The Public Domain covers both Creative Commons, which licenses content for free use, and the public domain, which includes works with expired copyrights (currently covering most works created before 1923). Although published in 2008, Jamie focuses on ideas and stories that relate to the human experience and give his book enduring value. This highly readable and entertaining book is an excellent introduction to complex and important ideas related to information access.
And, of course, The Public Domain is available for free under a Creative Commons License.
I had wondered why the text of Liberty's Refuge was available online, but that makes sense!
When I write a journal article, I expect that it will be more or less freely available online to anyone wishing to read the article (subject to a few exceptions, of course). Part of the reason for this is that my article is only going to be useful insofar as other people read it, cite it, and build off of it.
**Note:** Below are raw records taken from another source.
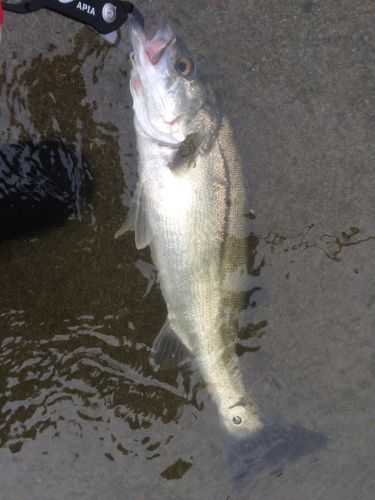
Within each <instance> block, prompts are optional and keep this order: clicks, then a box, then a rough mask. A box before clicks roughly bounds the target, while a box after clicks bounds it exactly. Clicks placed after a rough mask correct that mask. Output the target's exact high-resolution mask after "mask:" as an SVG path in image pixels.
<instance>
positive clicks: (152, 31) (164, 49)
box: [129, 19, 176, 66]
mask: <svg viewBox="0 0 375 500" xmlns="http://www.w3.org/2000/svg"><path fill="white" fill-rule="evenodd" d="M129 26H130V39H131V42H132V46H133V50H134V53H135V58H136V59H137V60H139V61H141V62H147V63H151V65H152V66H156V65H157V64H158V63H159V61H160V59H161V58H162V56H163V54H164V53H165V51H166V49H167V47H168V46H169V45H171V43H172V42H173V41H174V40H175V39H176V35H175V34H174V33H173V31H172V29H171V28H170V27H169V25H168V24H166V23H165V22H159V23H158V24H157V25H156V26H155V27H152V28H150V29H148V30H147V31H146V30H144V29H143V27H142V26H141V25H140V24H139V23H138V22H137V20H135V19H132V20H131V21H130V23H129ZM141 55H144V56H146V57H145V58H142V57H141Z"/></svg>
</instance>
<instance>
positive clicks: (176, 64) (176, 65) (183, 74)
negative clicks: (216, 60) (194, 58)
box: [175, 57, 194, 76]
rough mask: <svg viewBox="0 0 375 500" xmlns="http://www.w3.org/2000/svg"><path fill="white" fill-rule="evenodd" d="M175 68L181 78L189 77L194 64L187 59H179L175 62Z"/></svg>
mask: <svg viewBox="0 0 375 500" xmlns="http://www.w3.org/2000/svg"><path fill="white" fill-rule="evenodd" d="M175 68H176V70H177V71H178V72H179V73H180V74H181V75H182V76H189V75H191V73H192V72H193V71H194V63H193V61H192V60H191V59H189V57H181V59H179V60H178V61H177V62H176V64H175Z"/></svg>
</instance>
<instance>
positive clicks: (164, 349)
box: [150, 319, 191, 369]
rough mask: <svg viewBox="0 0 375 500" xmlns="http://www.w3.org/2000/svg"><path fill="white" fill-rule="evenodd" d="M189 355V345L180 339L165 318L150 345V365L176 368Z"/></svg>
mask: <svg viewBox="0 0 375 500" xmlns="http://www.w3.org/2000/svg"><path fill="white" fill-rule="evenodd" d="M190 355H191V348H190V346H189V345H187V344H186V343H185V342H183V341H182V340H181V339H180V337H179V336H178V335H177V334H176V333H175V331H174V330H173V329H172V327H171V325H170V323H169V320H168V319H167V321H166V322H165V323H164V325H163V326H162V328H161V330H160V332H159V334H158V336H157V337H156V339H155V341H154V343H153V345H152V349H151V355H150V361H151V363H152V365H153V366H154V367H157V368H158V369H169V368H176V366H178V365H180V364H181V363H182V362H184V361H186V359H187V358H189V356H190Z"/></svg>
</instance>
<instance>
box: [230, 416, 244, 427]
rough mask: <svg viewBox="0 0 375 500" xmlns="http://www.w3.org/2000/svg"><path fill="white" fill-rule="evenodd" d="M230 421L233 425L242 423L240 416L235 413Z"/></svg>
mask: <svg viewBox="0 0 375 500" xmlns="http://www.w3.org/2000/svg"><path fill="white" fill-rule="evenodd" d="M232 422H233V423H234V425H241V424H242V418H241V417H239V416H238V415H236V416H235V417H233V418H232Z"/></svg>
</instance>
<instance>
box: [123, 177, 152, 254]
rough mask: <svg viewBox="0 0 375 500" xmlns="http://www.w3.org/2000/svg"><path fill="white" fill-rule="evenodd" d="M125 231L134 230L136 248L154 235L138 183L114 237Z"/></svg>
mask: <svg viewBox="0 0 375 500" xmlns="http://www.w3.org/2000/svg"><path fill="white" fill-rule="evenodd" d="M127 231H135V246H136V247H137V248H138V250H139V249H141V248H145V247H146V246H147V245H149V244H150V243H151V240H152V239H153V237H154V233H153V231H152V228H151V225H150V222H149V217H148V214H147V208H146V204H145V200H144V196H143V188H142V186H141V184H140V183H138V186H137V188H136V190H135V193H134V196H133V198H132V201H131V202H130V207H129V211H128V215H127V217H126V219H125V222H124V223H123V225H122V226H121V227H120V229H119V230H118V231H117V232H116V234H115V238H119V237H120V236H122V235H123V234H124V233H126V232H127Z"/></svg>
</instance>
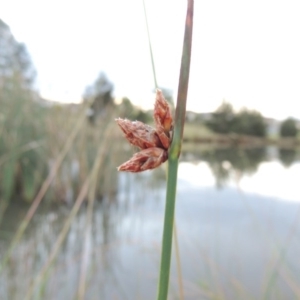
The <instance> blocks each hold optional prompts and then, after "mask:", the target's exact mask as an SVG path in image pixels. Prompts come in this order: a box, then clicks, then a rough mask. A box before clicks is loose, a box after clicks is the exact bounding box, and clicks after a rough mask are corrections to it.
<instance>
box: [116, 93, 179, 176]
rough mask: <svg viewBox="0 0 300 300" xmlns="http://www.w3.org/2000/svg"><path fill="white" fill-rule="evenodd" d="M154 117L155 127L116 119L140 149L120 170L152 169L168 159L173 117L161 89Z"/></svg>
mask: <svg viewBox="0 0 300 300" xmlns="http://www.w3.org/2000/svg"><path fill="white" fill-rule="evenodd" d="M153 117H154V123H155V128H153V127H151V126H149V125H147V124H144V123H142V122H139V121H130V120H126V119H120V118H119V119H116V122H117V124H118V125H119V126H120V128H121V129H122V131H123V132H124V134H125V138H126V139H127V140H128V141H129V143H130V144H132V145H134V146H136V147H138V148H139V149H140V151H139V152H137V153H135V154H134V155H133V157H132V158H131V159H130V160H128V161H126V162H125V163H123V164H122V165H120V166H119V167H118V171H127V172H142V171H145V170H151V169H154V168H157V167H158V166H160V165H161V164H162V163H164V162H165V161H166V160H167V159H168V149H169V147H170V144H171V138H172V137H171V132H172V127H173V119H172V114H171V109H170V107H169V104H168V102H167V101H166V99H165V98H164V96H163V94H162V92H161V91H160V90H157V91H156V99H155V104H154V114H153Z"/></svg>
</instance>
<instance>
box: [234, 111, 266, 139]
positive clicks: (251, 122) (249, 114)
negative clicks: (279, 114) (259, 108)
mask: <svg viewBox="0 0 300 300" xmlns="http://www.w3.org/2000/svg"><path fill="white" fill-rule="evenodd" d="M232 131H233V132H235V133H238V134H245V135H250V136H258V137H265V136H266V132H267V131H266V124H265V122H264V118H263V116H262V115H261V114H260V113H259V112H257V111H251V110H248V109H242V110H241V111H240V112H239V113H237V115H236V116H235V120H234V124H233V128H232Z"/></svg>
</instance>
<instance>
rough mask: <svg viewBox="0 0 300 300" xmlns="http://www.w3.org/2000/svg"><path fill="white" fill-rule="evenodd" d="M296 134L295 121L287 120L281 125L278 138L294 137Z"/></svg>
mask: <svg viewBox="0 0 300 300" xmlns="http://www.w3.org/2000/svg"><path fill="white" fill-rule="evenodd" d="M297 133H298V129H297V125H296V121H295V120H294V119H293V118H287V119H286V120H284V121H283V122H282V123H281V126H280V136H281V137H296V136H297Z"/></svg>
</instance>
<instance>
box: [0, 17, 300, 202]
mask: <svg viewBox="0 0 300 300" xmlns="http://www.w3.org/2000/svg"><path fill="white" fill-rule="evenodd" d="M35 79H36V72H35V69H34V66H33V64H32V62H31V59H30V56H29V54H28V52H27V50H26V47H25V45H24V44H21V43H19V42H17V41H16V40H15V39H14V37H13V35H12V33H11V32H10V29H9V27H8V26H7V25H6V24H5V23H4V22H2V21H1V20H0V107H1V109H0V180H1V186H0V195H1V199H2V206H3V205H4V204H3V203H6V204H7V203H8V202H9V201H10V200H14V201H20V200H23V201H27V202H31V201H33V199H34V197H35V196H36V194H37V192H38V191H39V189H40V188H41V186H42V184H43V182H44V181H45V179H46V178H47V175H48V174H49V172H51V168H52V167H53V166H54V165H55V161H56V160H57V158H58V157H59V155H60V154H61V151H62V149H63V147H64V145H65V143H66V140H67V139H68V137H69V136H70V133H71V132H73V131H74V130H75V131H76V130H77V131H76V132H75V133H74V138H73V140H72V143H71V145H70V148H69V149H68V151H67V154H66V156H65V157H64V159H63V162H62V163H61V166H60V167H59V169H58V172H57V174H56V176H55V178H54V180H53V182H52V184H51V186H50V188H49V190H48V192H47V194H46V198H47V199H51V200H52V201H63V202H70V201H72V200H73V199H74V197H75V196H76V195H77V193H78V188H79V187H78V184H79V183H80V182H82V180H83V179H84V178H86V177H87V176H88V174H89V172H90V171H91V167H92V165H93V160H94V158H95V155H96V153H97V149H98V148H99V147H100V146H102V147H105V145H101V141H102V140H103V137H104V135H105V133H106V131H107V130H108V128H110V133H109V134H110V137H111V139H110V140H112V139H113V142H114V146H113V147H109V148H107V149H108V150H107V151H106V153H105V154H104V155H105V157H106V159H105V166H101V172H98V175H97V176H98V178H97V182H98V183H99V184H98V185H97V196H98V197H99V198H101V197H103V195H104V194H105V193H112V194H113V193H114V192H115V191H114V188H113V186H114V181H115V180H116V178H115V177H116V169H115V168H116V166H117V165H118V164H119V163H120V162H121V161H122V158H121V157H122V156H125V157H126V156H127V157H128V154H126V153H127V152H128V151H129V152H130V151H132V149H128V148H126V147H127V146H126V144H123V139H122V138H120V137H121V134H120V132H119V131H118V130H117V128H116V126H112V127H111V126H110V124H111V123H112V122H114V119H115V118H116V117H121V118H128V119H132V120H140V121H143V122H146V123H151V122H152V111H144V110H142V109H141V108H139V107H136V106H134V105H133V104H132V103H131V101H130V99H128V98H126V97H124V98H123V99H121V100H119V101H118V103H116V102H117V101H115V99H114V96H113V91H114V85H113V83H112V82H111V81H110V79H109V78H107V76H106V74H105V73H104V72H100V73H99V76H98V78H97V79H96V80H95V82H94V83H92V84H91V85H90V86H87V88H86V90H85V91H83V102H82V103H81V104H67V105H64V104H58V103H53V102H49V101H47V100H44V99H42V98H41V97H40V96H39V93H38V91H37V90H36V88H35ZM163 91H164V93H165V94H166V98H167V100H168V101H169V103H170V105H171V106H172V107H173V98H172V92H171V91H170V90H168V89H163ZM80 120H84V121H83V122H82V125H81V126H80V127H79V129H76V126H77V125H76V124H78V123H80ZM186 122H187V125H186V128H185V133H184V138H185V141H186V142H189V141H190V142H194V143H201V142H204V143H205V142H206V143H207V142H209V143H214V144H216V143H217V144H218V143H221V144H224V143H225V144H229V145H231V144H232V143H247V141H248V142H249V143H253V139H251V137H252V138H253V137H255V138H259V139H260V141H261V143H262V144H263V143H266V142H270V141H271V142H272V143H274V142H275V143H277V142H278V143H280V140H282V138H286V139H288V141H289V142H290V143H292V144H295V143H296V144H297V143H298V128H299V122H298V121H297V120H294V119H291V118H288V119H287V120H284V121H283V122H281V123H280V122H278V121H276V120H270V119H266V118H264V117H263V116H262V115H261V114H260V113H259V112H257V111H251V110H248V109H246V108H244V109H242V110H240V111H238V112H235V111H234V110H233V107H232V105H231V104H230V103H228V102H223V103H222V105H221V106H220V107H219V108H218V109H217V110H216V111H215V112H212V113H206V114H200V113H194V112H187V116H186ZM274 127H275V129H274ZM111 128H113V129H111ZM272 128H273V129H272ZM256 141H257V140H256ZM116 144H120V145H122V146H121V147H119V146H117V147H116ZM284 144H286V142H284ZM283 151H286V150H284V149H283V150H282V152H283ZM104 152H105V151H104ZM213 153H214V154H212V153H211V154H210V155H216V157H217V156H218V155H217V151H216V152H213ZM205 155H206V154H205ZM209 157H210V156H207V158H208V161H210V160H209ZM254 165H255V164H254ZM213 169H215V168H213Z"/></svg>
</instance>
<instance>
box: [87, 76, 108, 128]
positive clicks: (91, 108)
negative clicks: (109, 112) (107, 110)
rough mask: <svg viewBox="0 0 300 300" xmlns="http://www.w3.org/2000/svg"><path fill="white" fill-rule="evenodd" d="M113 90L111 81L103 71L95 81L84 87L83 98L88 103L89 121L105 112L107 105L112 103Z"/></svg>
mask: <svg viewBox="0 0 300 300" xmlns="http://www.w3.org/2000/svg"><path fill="white" fill-rule="evenodd" d="M113 90H114V86H113V84H112V82H111V81H110V80H109V79H108V78H107V76H106V75H105V73H103V72H100V74H99V75H98V77H97V79H96V80H95V82H94V83H93V84H92V85H90V86H88V87H87V88H86V90H85V92H84V95H83V98H84V99H85V101H87V102H88V103H90V112H89V120H90V122H91V123H94V122H95V120H96V119H97V117H99V116H104V115H105V114H106V112H107V107H108V105H113V97H112V93H113Z"/></svg>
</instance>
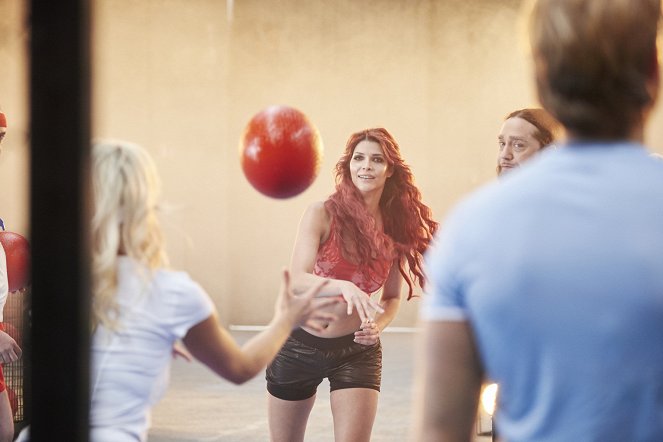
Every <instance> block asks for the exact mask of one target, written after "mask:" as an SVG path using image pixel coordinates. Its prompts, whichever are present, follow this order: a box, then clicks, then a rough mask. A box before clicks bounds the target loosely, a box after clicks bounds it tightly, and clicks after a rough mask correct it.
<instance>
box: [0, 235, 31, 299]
mask: <svg viewBox="0 0 663 442" xmlns="http://www.w3.org/2000/svg"><path fill="white" fill-rule="evenodd" d="M0 243H2V247H3V248H4V249H5V255H6V256H7V279H9V291H10V292H13V291H15V290H20V289H22V288H25V287H27V286H28V284H30V243H29V242H28V240H27V239H25V238H24V237H23V236H21V235H19V234H18V233H14V232H0Z"/></svg>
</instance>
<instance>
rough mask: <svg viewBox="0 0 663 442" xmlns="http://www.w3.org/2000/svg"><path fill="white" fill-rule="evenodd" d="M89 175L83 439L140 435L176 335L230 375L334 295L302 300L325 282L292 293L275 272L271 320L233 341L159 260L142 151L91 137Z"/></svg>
mask: <svg viewBox="0 0 663 442" xmlns="http://www.w3.org/2000/svg"><path fill="white" fill-rule="evenodd" d="M92 176H93V187H94V189H93V190H94V217H93V220H92V247H93V250H92V256H93V277H94V286H93V301H92V330H93V336H92V373H91V412H90V427H91V440H92V441H94V442H106V441H107V442H122V441H127V442H129V441H144V440H146V438H147V432H148V422H149V419H148V415H149V412H150V409H151V407H152V406H153V405H154V404H155V403H156V402H157V401H158V400H159V399H160V398H161V396H162V395H163V393H164V391H165V390H166V387H167V379H168V376H167V375H168V371H169V367H170V361H171V350H172V349H173V344H174V343H175V342H176V341H177V340H178V339H180V338H181V339H182V342H183V343H184V345H185V346H186V348H187V350H188V351H189V352H190V353H191V355H192V356H193V357H194V358H195V359H197V360H198V361H200V362H202V363H203V364H205V365H207V366H208V367H209V368H210V369H211V370H212V371H214V372H215V373H216V374H218V375H219V376H221V377H223V378H226V379H228V380H229V381H231V382H234V383H238V384H239V383H242V382H245V381H247V380H249V379H251V378H252V377H254V376H255V375H256V374H257V373H259V372H260V371H261V370H263V369H264V367H265V366H266V365H267V364H268V363H269V362H270V361H271V359H272V358H273V357H274V355H275V354H276V352H277V351H278V350H279V348H280V347H281V345H282V344H283V343H284V342H285V340H286V338H287V337H288V335H289V334H290V332H291V331H292V330H293V329H295V328H297V327H299V326H301V325H304V324H306V325H307V326H309V327H313V328H315V329H320V323H319V322H317V321H321V322H324V323H325V324H326V323H327V322H328V321H329V320H333V319H334V317H333V316H332V315H329V314H324V313H319V311H318V310H317V308H320V307H326V306H328V305H329V304H331V303H334V302H336V300H334V299H325V300H320V301H317V302H318V304H317V305H316V308H313V307H312V306H311V300H312V298H313V297H314V296H315V295H316V293H317V292H318V291H319V290H320V288H321V287H322V286H323V285H324V284H325V283H326V281H323V282H322V283H320V284H316V285H315V286H314V287H313V288H312V289H311V290H308V291H307V292H306V293H305V294H303V295H302V296H294V295H293V294H292V292H291V290H290V284H289V275H288V273H287V272H285V271H284V274H283V283H282V286H281V290H280V293H279V295H278V299H277V302H276V308H275V314H274V317H273V319H272V321H271V322H270V323H269V325H268V327H267V329H266V330H265V331H263V332H261V333H260V334H258V335H256V336H255V337H254V338H253V339H251V340H250V341H248V342H247V343H246V344H245V345H244V346H243V347H241V348H240V347H239V346H238V345H237V344H236V343H235V342H234V341H233V339H232V338H231V336H230V335H229V333H228V332H227V331H226V330H225V329H224V328H223V327H221V326H220V325H219V322H218V319H217V312H216V309H215V307H214V305H213V304H212V301H211V300H210V298H209V296H208V295H207V294H206V293H205V291H204V290H203V288H202V287H200V286H199V285H198V284H196V282H195V281H193V280H192V279H191V278H190V277H189V276H188V275H187V274H186V273H184V272H179V271H174V270H170V269H168V267H167V257H166V253H165V251H164V248H163V240H162V237H161V234H160V230H159V222H158V220H157V216H156V208H157V205H158V198H159V192H158V191H159V177H158V175H157V171H156V169H155V166H154V164H153V162H152V160H151V158H150V156H149V155H148V153H147V152H146V151H145V150H144V149H142V148H141V147H139V146H137V145H135V144H131V143H127V142H122V141H101V142H97V143H96V144H94V146H93V149H92Z"/></svg>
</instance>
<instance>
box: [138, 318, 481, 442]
mask: <svg viewBox="0 0 663 442" xmlns="http://www.w3.org/2000/svg"><path fill="white" fill-rule="evenodd" d="M232 334H233V336H234V337H235V339H236V340H237V341H238V342H240V343H241V342H244V341H246V339H248V338H249V337H250V336H252V335H253V334H254V332H239V331H233V332H232ZM414 337H415V334H414V333H384V334H383V335H382V345H383V367H384V369H383V374H382V392H381V394H380V403H379V406H378V414H377V417H376V420H375V425H374V426H373V437H372V441H373V442H387V441H389V442H391V441H406V440H407V437H408V433H409V430H410V426H411V410H410V406H411V401H412V383H413V382H412V381H413V373H412V372H413V361H412V357H413V345H414ZM266 394H267V393H266V390H265V379H264V375H258V376H257V377H256V378H254V379H253V380H251V381H249V382H247V383H246V384H244V385H242V386H235V385H233V384H231V383H229V382H227V381H225V380H223V379H220V378H218V377H216V376H215V375H213V374H212V373H211V371H210V370H208V369H207V368H206V367H204V366H202V365H201V364H199V363H195V362H194V363H187V362H184V361H182V360H179V359H178V360H176V361H174V363H173V369H172V374H171V385H170V389H169V390H168V393H167V394H166V396H165V397H164V398H163V400H162V401H161V402H160V403H159V404H158V405H157V407H155V409H154V413H153V416H152V418H153V419H152V429H151V431H150V437H149V440H150V442H190V441H201V442H221V441H223V442H264V441H268V440H269V431H268V427H267V407H266V404H267V402H266ZM333 440H334V437H333V427H332V419H331V411H330V406H329V384H328V383H327V381H326V380H325V381H323V383H322V384H321V385H320V387H319V388H318V396H317V400H316V404H315V406H314V407H313V411H312V412H311V416H310V419H309V423H308V427H307V431H306V441H311V442H333ZM487 441H490V437H479V436H477V438H476V441H475V442H487Z"/></svg>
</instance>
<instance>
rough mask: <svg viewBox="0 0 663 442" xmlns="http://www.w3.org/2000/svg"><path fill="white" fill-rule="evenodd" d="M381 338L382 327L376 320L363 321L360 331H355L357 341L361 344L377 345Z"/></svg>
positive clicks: (357, 342)
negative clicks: (377, 323)
mask: <svg viewBox="0 0 663 442" xmlns="http://www.w3.org/2000/svg"><path fill="white" fill-rule="evenodd" d="M379 340H380V328H379V327H378V325H377V324H376V323H375V322H374V321H366V322H362V323H361V328H360V329H359V331H356V332H355V342H356V343H357V344H361V345H375V344H377V343H378V341H379Z"/></svg>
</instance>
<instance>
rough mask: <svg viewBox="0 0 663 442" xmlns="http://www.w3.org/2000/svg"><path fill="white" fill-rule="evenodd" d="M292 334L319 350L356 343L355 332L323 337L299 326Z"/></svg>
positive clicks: (295, 337)
mask: <svg viewBox="0 0 663 442" xmlns="http://www.w3.org/2000/svg"><path fill="white" fill-rule="evenodd" d="M290 336H291V337H292V338H294V339H296V340H298V341H299V342H301V343H302V344H306V345H308V346H309V347H313V348H317V349H318V350H337V349H339V348H346V347H349V346H351V345H354V344H356V343H355V335H354V333H351V334H349V335H345V336H339V337H336V338H321V337H319V336H315V335H312V334H310V333H309V332H307V331H306V330H304V329H302V328H298V329H296V330H294V331H293V332H292V333H291V334H290Z"/></svg>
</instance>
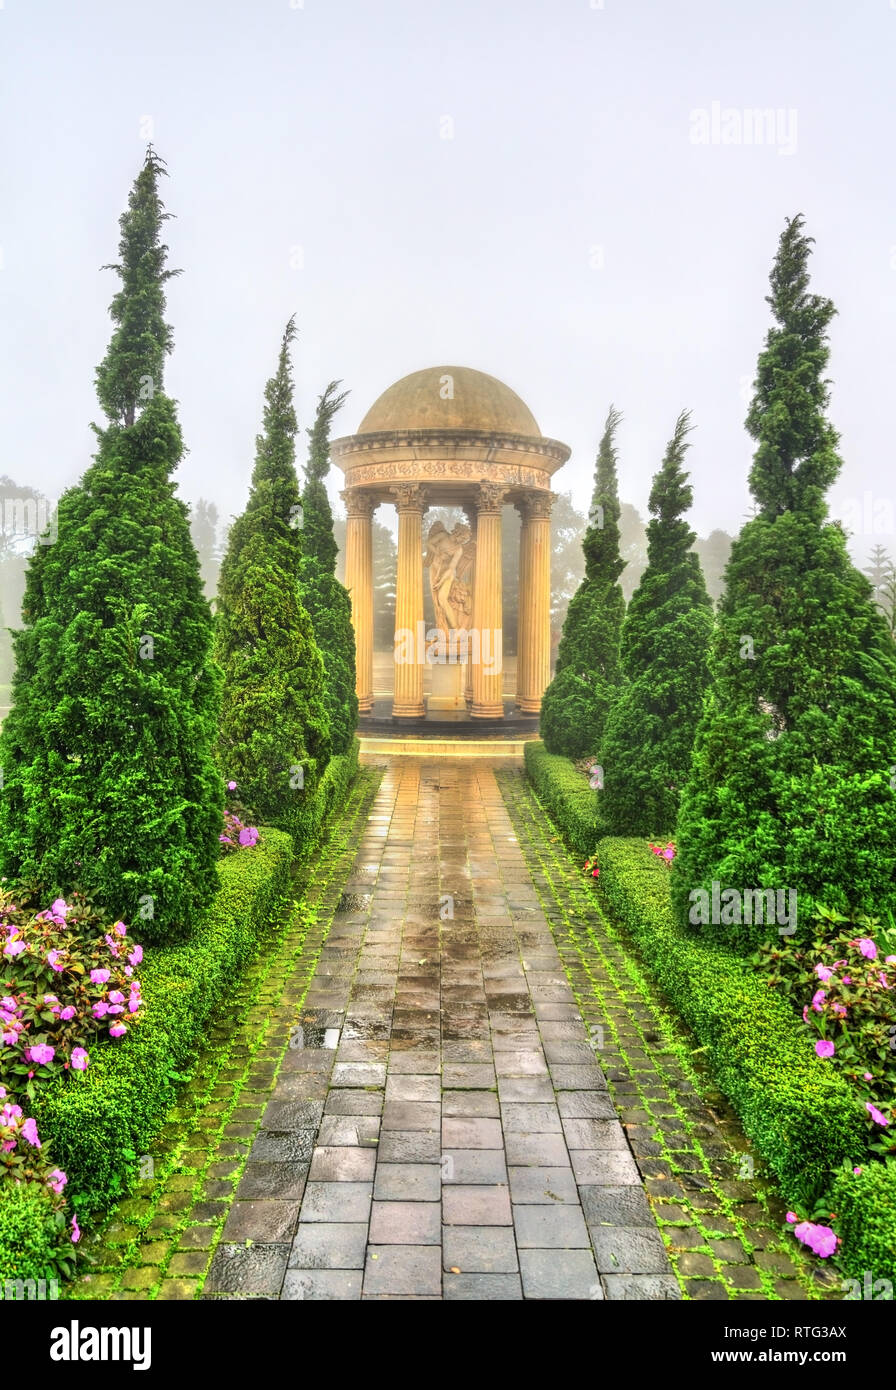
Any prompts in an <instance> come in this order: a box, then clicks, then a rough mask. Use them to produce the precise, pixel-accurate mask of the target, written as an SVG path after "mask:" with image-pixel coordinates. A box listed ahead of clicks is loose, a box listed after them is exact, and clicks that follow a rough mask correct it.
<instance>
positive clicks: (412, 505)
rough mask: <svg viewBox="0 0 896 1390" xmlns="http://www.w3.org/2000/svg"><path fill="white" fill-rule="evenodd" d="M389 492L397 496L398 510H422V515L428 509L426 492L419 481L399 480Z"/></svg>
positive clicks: (395, 504) (398, 510) (395, 495)
mask: <svg viewBox="0 0 896 1390" xmlns="http://www.w3.org/2000/svg"><path fill="white" fill-rule="evenodd" d="M389 492H390V493H392V496H393V498H395V506H396V512H420V514H421V516H422V514H424V512H425V510H426V492H425V489H424V488H421V486H420V484H418V482H397V484H395V486H392V488H389Z"/></svg>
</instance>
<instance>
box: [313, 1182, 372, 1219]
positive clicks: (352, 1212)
mask: <svg viewBox="0 0 896 1390" xmlns="http://www.w3.org/2000/svg"><path fill="white" fill-rule="evenodd" d="M372 1194H374V1184H372V1183H308V1184H307V1187H306V1193H304V1201H303V1202H301V1220H303V1223H304V1222H314V1220H322V1222H324V1220H325V1222H331V1220H335V1222H361V1220H368V1219H370V1209H371V1200H372Z"/></svg>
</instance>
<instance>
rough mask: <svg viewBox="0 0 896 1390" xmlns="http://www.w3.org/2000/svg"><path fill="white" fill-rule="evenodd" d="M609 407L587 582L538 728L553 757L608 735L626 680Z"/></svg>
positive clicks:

In a way, why should a book written for the same purpose be any different? As long as its intended audience is other scholars, it's really just a longer version of a journal article (though I've seen journal articles that are longer than some books!), so it ought to be just as accessible to other scholars.
That sort of turns the question around. Why *wouldn't* you publish a book under an open-source model?
Copyright law, patent law--are there others in that same domain?--so essential for the creators of intellectual property. Yet at the same time, as is true of so much in our social arrangements, really dependent on trust and good faith. In the absence of good faith and trust, it's alarming to see "the games people play." I wonder how much of what would otherwise be creative energy gets drained in defending against the trolls, the bad faith members of society.